Another intriguing aspect is that at the season-ending, the roots appeared comparatively less affected by the pathogen than the shoot (
Figure 7). Indeed,
M. maydis high DNA levels in the shoot at this growth stage (the harvest) are well documented in our previous works [
3,
4]. When an LWD susceptible maize cultivar was seeded on
M. maydis heavily infested commercial field soil, the following changes in the pathogen’s DNA levels in the host tissues were recorded. When early signs of the disease began to appear from day 50 onwards, the fungal DNA decreased in the roots but increased significantly in the stems until it peaked at 3.2-fold its initial level 72 d after sowing [
3]. These variations in the DNA were consistent with previous literature observations on the disease’s mode and the pathogen spread from the roots to the stem, leaves, and kernels [
63].
Thus, it appears that since wheat and maize are more closely related than clover and maize (they are both Poaceae), they may share similar mycorrhizal networks that are adapted to perform better with these crops. Indeed, in the clover–maize sequence, the above-mentioned growth promotion and LWD resistance were reduced, even more so when tillage was applied.
To support this idea, it was reported that crop plants acquired a mycorrhizal fungal community closely related to that of the previous host plant and different from that found when the soil was disturbed or not cropped before growth [
45]. In this last study, wheat grown in undisturbed soil immediately after the legume
Ornithopus compressus acquired a mycorrhizal fungal community closely related to that of the last plant host and different from that found when the soil was disturbed or not cropped prior to the growth of the wheat. Parallel effects were seen in the succession from Poaceae (
Lolium rigidum) to Fabaceae (
Trifolium subterraneum), indicating that these effects are not unique to the legume-wheat sequence.

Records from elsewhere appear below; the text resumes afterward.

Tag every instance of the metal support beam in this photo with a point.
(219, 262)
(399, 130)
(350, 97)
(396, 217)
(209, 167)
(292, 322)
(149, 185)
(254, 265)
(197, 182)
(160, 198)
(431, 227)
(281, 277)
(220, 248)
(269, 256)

With the novelty of the current study, it is essential to point out that these trials were conducted over one season, while crop rotation may have a long-term effect on soil fungus populations, which may only be evident after a more extended period. A long-term study on the impact of different crop rotations (including wheat–maize) and tillage regimes (no-tillage or conventional tillage) on microbial biomass and other soil properties was established in 1976 in southern Brazil [
58]. The no-tillage system showed increases in microbial biomass percentage at the 0- to 5-cm depth. Reduction of tillage had a more significant effect on microbial biomass than crop rotations, particularly in the 0–5 cm depth. These results provide evidence that tillage or crop rotation affects microbial immobilization of soil nutrients. The results of this and other studies indicate that no single cropping system is favored for all fungi [
64]. Thus, a tailored solution that will address the crops in the rotation, the tillage system, the cultivar that should be protected, and the pathogens/disease stresses should be carefully planned. Such situations should be examined in subsequent studies. Closely related cultivars such as wheat and maize may benefit from the same control strategy.